Planning is an important step when it comes to the installation of a heated driveway. It helps to estimate the snow melting system cost and the required timeline for effective projection completion. A good plan will also help you determine all the necessary resources, compare them with your estimated budget, and make the right choices.
System Installation: Full Overage Vs. Tire Tracks
One common alternative to a snow melting system that covers an entire drive is to heat the tire tracks only. It’s a cost-effective way of reducing the installation and operating costs associated with heated driveways.
Snow Melting In Asphalt
The construction of an excellent asphalt driveway requires several layers. For the purpose of illustrating the estimated cost of driveway heating, assume that one layer includes 5/16″ thick snow melting mats. Here are the steps to follow.

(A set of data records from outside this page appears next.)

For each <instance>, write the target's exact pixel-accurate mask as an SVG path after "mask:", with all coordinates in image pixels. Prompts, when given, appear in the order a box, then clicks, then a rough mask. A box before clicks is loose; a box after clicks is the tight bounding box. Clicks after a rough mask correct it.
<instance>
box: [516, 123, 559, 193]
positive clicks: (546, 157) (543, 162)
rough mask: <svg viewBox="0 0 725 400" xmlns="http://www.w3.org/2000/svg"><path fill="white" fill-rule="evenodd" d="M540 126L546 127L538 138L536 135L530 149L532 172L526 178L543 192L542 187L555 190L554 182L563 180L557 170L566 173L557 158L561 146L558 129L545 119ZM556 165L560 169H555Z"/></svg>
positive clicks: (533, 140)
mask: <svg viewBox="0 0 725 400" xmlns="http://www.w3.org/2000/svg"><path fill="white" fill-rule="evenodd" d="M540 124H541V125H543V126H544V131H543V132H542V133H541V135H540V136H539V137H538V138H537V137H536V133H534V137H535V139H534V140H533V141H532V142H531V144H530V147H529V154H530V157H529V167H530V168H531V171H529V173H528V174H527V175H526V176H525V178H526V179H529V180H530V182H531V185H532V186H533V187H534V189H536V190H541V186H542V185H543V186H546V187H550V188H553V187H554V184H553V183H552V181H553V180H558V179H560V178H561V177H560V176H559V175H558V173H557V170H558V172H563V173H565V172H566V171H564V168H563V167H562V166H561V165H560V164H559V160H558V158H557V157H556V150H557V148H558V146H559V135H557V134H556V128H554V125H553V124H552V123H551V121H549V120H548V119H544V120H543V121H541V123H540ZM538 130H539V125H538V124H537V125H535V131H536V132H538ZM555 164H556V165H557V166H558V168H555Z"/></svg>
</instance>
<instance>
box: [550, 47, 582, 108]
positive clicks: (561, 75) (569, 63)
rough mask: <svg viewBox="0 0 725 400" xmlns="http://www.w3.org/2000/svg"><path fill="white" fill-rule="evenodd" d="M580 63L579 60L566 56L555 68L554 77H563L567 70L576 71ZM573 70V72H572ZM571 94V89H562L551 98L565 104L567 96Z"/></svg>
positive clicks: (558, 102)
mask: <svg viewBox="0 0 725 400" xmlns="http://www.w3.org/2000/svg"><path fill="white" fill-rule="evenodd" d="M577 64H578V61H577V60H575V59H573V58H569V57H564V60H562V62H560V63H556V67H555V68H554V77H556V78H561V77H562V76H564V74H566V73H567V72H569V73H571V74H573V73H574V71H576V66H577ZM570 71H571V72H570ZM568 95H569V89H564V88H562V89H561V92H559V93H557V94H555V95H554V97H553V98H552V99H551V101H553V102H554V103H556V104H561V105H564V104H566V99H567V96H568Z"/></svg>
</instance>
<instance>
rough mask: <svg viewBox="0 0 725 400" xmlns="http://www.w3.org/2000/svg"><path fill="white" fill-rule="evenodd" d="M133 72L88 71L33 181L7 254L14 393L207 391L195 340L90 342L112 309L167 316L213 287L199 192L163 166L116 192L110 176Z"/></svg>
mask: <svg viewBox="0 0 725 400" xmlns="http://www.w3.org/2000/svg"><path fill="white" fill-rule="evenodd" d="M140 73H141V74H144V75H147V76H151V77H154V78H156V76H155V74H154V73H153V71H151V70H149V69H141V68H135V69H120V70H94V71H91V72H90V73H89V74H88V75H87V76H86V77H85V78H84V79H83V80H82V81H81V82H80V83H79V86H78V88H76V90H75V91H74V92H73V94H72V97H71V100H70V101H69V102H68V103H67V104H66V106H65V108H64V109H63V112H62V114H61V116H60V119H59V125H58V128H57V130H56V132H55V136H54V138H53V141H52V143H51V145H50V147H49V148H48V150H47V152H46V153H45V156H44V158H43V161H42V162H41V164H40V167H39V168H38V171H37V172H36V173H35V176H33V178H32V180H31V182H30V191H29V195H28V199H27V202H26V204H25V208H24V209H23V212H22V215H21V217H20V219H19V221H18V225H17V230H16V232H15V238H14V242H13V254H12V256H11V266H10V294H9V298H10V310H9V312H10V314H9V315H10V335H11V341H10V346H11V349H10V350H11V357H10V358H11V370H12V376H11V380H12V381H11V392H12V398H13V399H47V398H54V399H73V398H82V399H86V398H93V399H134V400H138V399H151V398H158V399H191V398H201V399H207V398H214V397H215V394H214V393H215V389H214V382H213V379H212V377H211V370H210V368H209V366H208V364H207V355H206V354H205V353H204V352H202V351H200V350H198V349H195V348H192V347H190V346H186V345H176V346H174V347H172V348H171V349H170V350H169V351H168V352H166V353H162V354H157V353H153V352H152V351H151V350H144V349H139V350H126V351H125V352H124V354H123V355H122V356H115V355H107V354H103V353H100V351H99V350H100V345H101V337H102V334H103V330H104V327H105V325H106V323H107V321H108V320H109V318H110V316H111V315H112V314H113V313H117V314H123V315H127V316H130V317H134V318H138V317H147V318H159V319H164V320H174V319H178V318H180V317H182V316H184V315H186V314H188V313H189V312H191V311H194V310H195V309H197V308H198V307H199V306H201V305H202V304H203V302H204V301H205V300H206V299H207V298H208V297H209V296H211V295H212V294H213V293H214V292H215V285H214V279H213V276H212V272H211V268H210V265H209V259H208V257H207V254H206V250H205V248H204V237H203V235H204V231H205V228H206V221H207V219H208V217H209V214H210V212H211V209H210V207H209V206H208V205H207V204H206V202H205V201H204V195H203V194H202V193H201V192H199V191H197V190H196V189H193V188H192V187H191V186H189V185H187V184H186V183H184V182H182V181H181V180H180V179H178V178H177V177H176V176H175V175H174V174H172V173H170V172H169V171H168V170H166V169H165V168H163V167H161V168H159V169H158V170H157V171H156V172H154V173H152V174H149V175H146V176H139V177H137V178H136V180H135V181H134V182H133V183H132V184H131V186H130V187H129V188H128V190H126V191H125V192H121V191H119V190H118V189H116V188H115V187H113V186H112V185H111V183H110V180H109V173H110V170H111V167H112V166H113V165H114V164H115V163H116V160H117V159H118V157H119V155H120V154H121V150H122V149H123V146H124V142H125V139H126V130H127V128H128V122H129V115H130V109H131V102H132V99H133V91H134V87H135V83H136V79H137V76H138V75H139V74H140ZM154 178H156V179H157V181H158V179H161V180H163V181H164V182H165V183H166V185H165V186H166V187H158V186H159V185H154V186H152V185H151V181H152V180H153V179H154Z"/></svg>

- Excavate and ensure the ground is compact: For residential applications, the layer of compacted gravel should be 4″ to 8″ deep or even 12″ for surfaces associated with high traffic.
- Prepare the junction box: A junction box acts as an intermediary between the snow melting relay panel and the heating element. Establish the junction box before you start the installation of the heating system. This ensures all other steps follow your set plan.
- Create an asphalt base coat layer which is 1.5″ to 2″ deep.
- Lay out the snow melting mats
- Use an ohmmeter to test your system at each stage of installation to be sure that the heating element is functional.
- Spread asphalt over the finished melting mats, creating a 2″ to 3″ deep layer. Avoid mechanized asphalt pavers as they can interfere with the heating element.
Note that the junction box, temperature sensor, and controls for your snow melting system must be installed carefully. If you’re not sure of how to install a heated driveway, it’s advisable to get it done by a licensed electrician.
The Estimated Cost Of A Melting Snow System (Tire Tracks)
For a 10’x20’ driveway, the estimated cost of heating a driveway’s tire tracks only is $2,346. You will need at least two snow melting mats ($860), an advanced snow melting control ($670), an aerial snowmelt sensor ($580), a relay panel small ($360), and a snowmelt plaque ($38).